How AI and analytics can help organisations in making data-driven decisions: Best practices for integrating AI into the decision-making processes
According to Royles, AI and data analytics provide organisations with the ability to make data-driven decisions. He says, “to effectively integrate AI into the decision-making processes, several best practices should be followed.” He says the first is essential and that’s to define clear objectives for the decision-making processes and identify specific questions or problems that AI and analytics can address. Organisations must be clear on what they want the outcome to be.
Once this has been established and agreed, they must ensure data quality and accessibility. This involves implementing data governance practices, validating data sources, and establishing robust data integration processes to ensure access to relevant, accurate, and up-to-date data.

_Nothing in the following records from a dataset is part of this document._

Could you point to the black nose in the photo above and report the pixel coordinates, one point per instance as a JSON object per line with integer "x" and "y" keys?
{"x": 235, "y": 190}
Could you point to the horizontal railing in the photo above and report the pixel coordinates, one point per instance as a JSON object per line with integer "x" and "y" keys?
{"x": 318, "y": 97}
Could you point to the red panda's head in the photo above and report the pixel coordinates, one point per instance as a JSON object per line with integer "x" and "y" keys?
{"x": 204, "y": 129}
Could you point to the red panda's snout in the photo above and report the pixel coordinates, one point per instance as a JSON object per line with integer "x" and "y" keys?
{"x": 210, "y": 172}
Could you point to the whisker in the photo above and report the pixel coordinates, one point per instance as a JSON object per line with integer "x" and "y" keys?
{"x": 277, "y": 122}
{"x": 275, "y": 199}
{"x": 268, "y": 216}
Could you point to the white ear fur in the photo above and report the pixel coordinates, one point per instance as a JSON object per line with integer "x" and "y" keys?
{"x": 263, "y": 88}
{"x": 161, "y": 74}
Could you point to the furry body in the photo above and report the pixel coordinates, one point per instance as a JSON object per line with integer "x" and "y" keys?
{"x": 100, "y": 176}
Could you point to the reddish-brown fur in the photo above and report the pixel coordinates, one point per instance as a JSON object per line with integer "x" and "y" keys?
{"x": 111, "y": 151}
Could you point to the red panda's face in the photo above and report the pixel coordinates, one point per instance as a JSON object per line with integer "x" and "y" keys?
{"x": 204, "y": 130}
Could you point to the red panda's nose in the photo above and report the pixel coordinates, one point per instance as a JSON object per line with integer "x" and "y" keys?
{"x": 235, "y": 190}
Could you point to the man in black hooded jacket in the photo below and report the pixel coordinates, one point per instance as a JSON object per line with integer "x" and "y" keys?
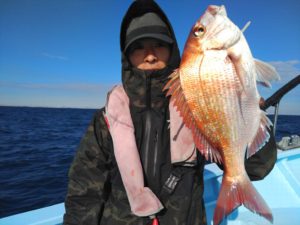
{"x": 96, "y": 194}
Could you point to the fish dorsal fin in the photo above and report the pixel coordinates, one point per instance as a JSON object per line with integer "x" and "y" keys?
{"x": 265, "y": 73}
{"x": 261, "y": 137}
{"x": 179, "y": 101}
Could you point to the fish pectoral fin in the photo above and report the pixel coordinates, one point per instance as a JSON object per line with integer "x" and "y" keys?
{"x": 178, "y": 100}
{"x": 261, "y": 137}
{"x": 233, "y": 194}
{"x": 265, "y": 73}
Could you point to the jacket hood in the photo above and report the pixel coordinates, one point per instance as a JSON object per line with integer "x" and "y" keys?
{"x": 144, "y": 88}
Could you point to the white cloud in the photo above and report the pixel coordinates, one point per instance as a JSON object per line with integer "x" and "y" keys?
{"x": 51, "y": 56}
{"x": 287, "y": 69}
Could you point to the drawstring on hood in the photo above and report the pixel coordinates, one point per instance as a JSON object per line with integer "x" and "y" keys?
{"x": 147, "y": 102}
{"x": 139, "y": 84}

Promoting a collaborative approach is important too. If organisations can foster collaboration between the teams involved, they can ensure that AI models and analytics align with the business need and objectives rather than being unaligned. This interdisciplinary collaboration will help in developing insights that are reasonable, meaningful, and actionable. This can be achieved via small, focused AI projects and iterating based on feedback and insights too.

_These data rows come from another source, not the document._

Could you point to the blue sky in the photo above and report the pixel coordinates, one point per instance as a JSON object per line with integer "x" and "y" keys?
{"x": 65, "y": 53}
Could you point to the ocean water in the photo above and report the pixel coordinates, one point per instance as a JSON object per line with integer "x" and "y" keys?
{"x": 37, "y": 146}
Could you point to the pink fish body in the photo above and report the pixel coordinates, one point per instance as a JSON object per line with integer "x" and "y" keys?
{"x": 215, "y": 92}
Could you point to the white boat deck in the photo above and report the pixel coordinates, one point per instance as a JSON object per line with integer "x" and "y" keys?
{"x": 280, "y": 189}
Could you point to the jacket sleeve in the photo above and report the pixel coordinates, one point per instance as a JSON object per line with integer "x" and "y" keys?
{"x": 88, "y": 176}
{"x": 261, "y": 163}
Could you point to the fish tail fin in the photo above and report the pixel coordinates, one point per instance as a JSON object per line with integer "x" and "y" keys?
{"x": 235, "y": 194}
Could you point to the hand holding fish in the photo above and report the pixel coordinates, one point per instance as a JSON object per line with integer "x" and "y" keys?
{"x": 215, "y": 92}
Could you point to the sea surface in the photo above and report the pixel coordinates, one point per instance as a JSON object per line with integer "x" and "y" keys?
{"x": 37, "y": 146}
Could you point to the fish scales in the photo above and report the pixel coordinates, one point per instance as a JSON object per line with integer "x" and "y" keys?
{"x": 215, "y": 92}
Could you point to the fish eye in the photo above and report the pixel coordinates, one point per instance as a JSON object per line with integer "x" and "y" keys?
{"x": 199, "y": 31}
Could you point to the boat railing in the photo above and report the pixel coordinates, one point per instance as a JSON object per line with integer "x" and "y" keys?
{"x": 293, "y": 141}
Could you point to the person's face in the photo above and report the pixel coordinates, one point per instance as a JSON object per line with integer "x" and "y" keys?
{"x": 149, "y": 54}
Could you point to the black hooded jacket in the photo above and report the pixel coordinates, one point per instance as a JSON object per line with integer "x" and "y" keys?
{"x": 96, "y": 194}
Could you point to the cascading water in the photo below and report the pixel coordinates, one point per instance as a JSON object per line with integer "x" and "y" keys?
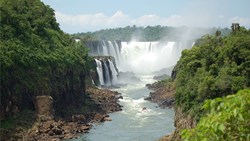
{"x": 106, "y": 71}
{"x": 142, "y": 58}
{"x": 107, "y": 78}
{"x": 114, "y": 72}
{"x": 99, "y": 71}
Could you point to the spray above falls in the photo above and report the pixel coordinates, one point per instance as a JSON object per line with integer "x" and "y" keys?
{"x": 140, "y": 57}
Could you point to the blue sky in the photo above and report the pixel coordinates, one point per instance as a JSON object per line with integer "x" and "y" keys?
{"x": 91, "y": 15}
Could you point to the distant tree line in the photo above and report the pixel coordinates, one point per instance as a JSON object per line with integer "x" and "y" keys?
{"x": 37, "y": 58}
{"x": 149, "y": 33}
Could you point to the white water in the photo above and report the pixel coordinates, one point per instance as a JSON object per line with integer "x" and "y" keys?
{"x": 107, "y": 76}
{"x": 114, "y": 72}
{"x": 134, "y": 124}
{"x": 99, "y": 71}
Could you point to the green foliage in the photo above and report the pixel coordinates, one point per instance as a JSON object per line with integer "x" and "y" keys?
{"x": 214, "y": 67}
{"x": 37, "y": 58}
{"x": 228, "y": 119}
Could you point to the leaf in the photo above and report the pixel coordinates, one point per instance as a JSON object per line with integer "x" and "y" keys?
{"x": 222, "y": 127}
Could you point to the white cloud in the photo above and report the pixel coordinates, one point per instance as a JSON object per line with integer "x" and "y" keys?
{"x": 92, "y": 22}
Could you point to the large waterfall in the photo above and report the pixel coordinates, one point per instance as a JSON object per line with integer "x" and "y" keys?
{"x": 106, "y": 71}
{"x": 140, "y": 57}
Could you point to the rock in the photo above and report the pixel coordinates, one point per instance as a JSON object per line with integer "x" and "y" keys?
{"x": 107, "y": 119}
{"x": 51, "y": 133}
{"x": 99, "y": 117}
{"x": 78, "y": 118}
{"x": 44, "y": 106}
{"x": 147, "y": 98}
{"x": 57, "y": 131}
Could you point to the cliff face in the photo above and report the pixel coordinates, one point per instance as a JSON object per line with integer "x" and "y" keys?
{"x": 182, "y": 121}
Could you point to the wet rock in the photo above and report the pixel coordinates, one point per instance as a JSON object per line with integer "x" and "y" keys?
{"x": 57, "y": 131}
{"x": 44, "y": 106}
{"x": 107, "y": 119}
{"x": 78, "y": 118}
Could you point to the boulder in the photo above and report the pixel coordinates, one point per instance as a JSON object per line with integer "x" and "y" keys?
{"x": 78, "y": 118}
{"x": 44, "y": 106}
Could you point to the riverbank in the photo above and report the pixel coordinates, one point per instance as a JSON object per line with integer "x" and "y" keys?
{"x": 163, "y": 94}
{"x": 100, "y": 102}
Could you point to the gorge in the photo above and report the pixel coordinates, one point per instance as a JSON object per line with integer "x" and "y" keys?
{"x": 138, "y": 62}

After doing this, organisations can gradually scale up by incorporating additional data sources and expanding the scope of analytics applications. By following these practices, organisations can effectively integrate AI into their decision-making processes, leading to data-driven insights and informed strategic decisions that will drive business success and competitive edge.
Royles ends by saying: “As a final cautionary note, if an AI service is too slow, inaccurate, or responds in ways that don’t add value, users will quickly lose trust, and it will be very hard to recover.”